僕も子供の頃、親の愛情に飢(ウ)えていました。特に父親の愛情は弟にばかり注がれていると感じて、いつもひがみ、弟をいじめました。そうしてバランスを保っていたのだと思います。
ある日、お父さんが弟だけを誘って遊びに行ってしまいました。兄である僕には本当に秘密でいつの間にか二人で出かけてしまったのです。気がついたら自分一人取り残されていたのです。
これにはさすがにこらえきれなくて、父と弟が帰ってきたときに泣いて抗議しました。これを境に父のえこひいきと差別は止まりました。
でも僕の心はかたくなになって父に対する恨みと弟に対する憎しみはかえって募(ツノ)っていきました。いつの間にか自分の心を決して人には明かさない孤独な子供になってしまいました。
自分の辛さや悲しさはもちろんのこと、喜びや感動も人に悟られたくないという内向的で素直さのかけらもない性格でした。それでいて表面的には明るく振る舞い大人や先生の意向を見て取って、それに合わせるずるがしこさを身につけるようになったのです。
こういう性格だと、自分を表現できないのだから、色々な場面で嘘をつくようになりました。嘘に嘘が積み重なってつじつまを合わせるのが本当に大変でした。本当の自分とは違う自分を作っておく必要があったのです。

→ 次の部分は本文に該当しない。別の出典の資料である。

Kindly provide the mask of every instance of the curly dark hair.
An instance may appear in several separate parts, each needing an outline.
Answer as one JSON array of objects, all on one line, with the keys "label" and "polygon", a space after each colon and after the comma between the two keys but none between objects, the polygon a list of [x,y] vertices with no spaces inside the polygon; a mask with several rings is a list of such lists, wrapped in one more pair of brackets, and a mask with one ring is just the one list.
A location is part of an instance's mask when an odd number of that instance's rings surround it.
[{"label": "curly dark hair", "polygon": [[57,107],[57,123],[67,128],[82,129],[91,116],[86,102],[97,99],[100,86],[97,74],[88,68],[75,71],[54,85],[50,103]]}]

家族や友人を裏切り続け傷つけてきた人生でした。時々「何のために?」と自分に問いかけましたが、どうしても答えが見つかりませんでした。
子供の頃から「呼吸法」をやっていて、高校3年の時に病気をして入院したときに「呼吸法=瞑想」が急に深まりました。人との関係を思い返していくことで、自分を見つめることが出来るようになったのです。でも、父親と弟のことはいくら瞑想してもどうしても思い出せないのです。
この時に初めて自分の心に深く深く食い込んだ父親と弟に対する不信と憎しみに気がついたのです。この思いはあまりにも深く心に食い込んでいたので、意識することさえ出来なかったのです。
このとき、心の闇(ヤミ)にかすかに光が当たったのです。
それでも父や弟をすぐに許せるようにはなりませんでした。しかも、それまでの自分の人生の嘘と真心のなさにいっそう苦しむようになりました。
父を許し弟に対して自分がどんなにひどい兄だったかが分かるまでにまた何年もかかりました。
父に感謝し弟に素直にわびられるようになったのはつい最近の事です。それまでは、人も許せなかったし、自分のことも許せなかったのです。僕には、人を決して信じない心と自分を否定する心がごちゃ混ぜになっていました。
あゆみさんにメールを書いているとどうしても神様の話になってしまうのですが、もうひとつ、神様の話をします。
2千年ほど前、鞭(ムチ)で打たれ、いばらの冠(カンムリ)をかぶせられ、つばきを吐きかけられて、十字架に付けられた人がいました。この人は、自分の手首と足首に釘(クギ)をうちつけて自分を磔(ハリツケ)にする人たちのために、「天の父よ、どうかこの人達をお許し下さい、この人達は自分で何をしているか分からないのです」と言って祈りました。
自分を殺す人のために祈ることの出来る人間がいるのだろうか?と思ったのがこの人について真剣に勉強するきっかけになりました。この人はイエスキリストですが、この人のことを自分に関係のある人として考えたことがなかったのです。
最近この人を通じてやっと神様のことが少しずつ分かるようになりました。
あゆみさん、いまあなたが悩み苦しんでいることはすぐには解決できない問題かも知れません。NATUさんも10年以上かかったと言ってますね。僕はそれこそ何十年もかかりました。
何年かかっても、あなたにはこの問題を乗り越えていく力があります。なぜこんな事を言えるかというと、神様はその人に乗り越えられない問題を与えることはないからです。
NATUさんの言葉をもう一度ここに書きます。
「時間はかかったけど光は来ました」
あなたの心に光が射し込む日が来ることを祈っています。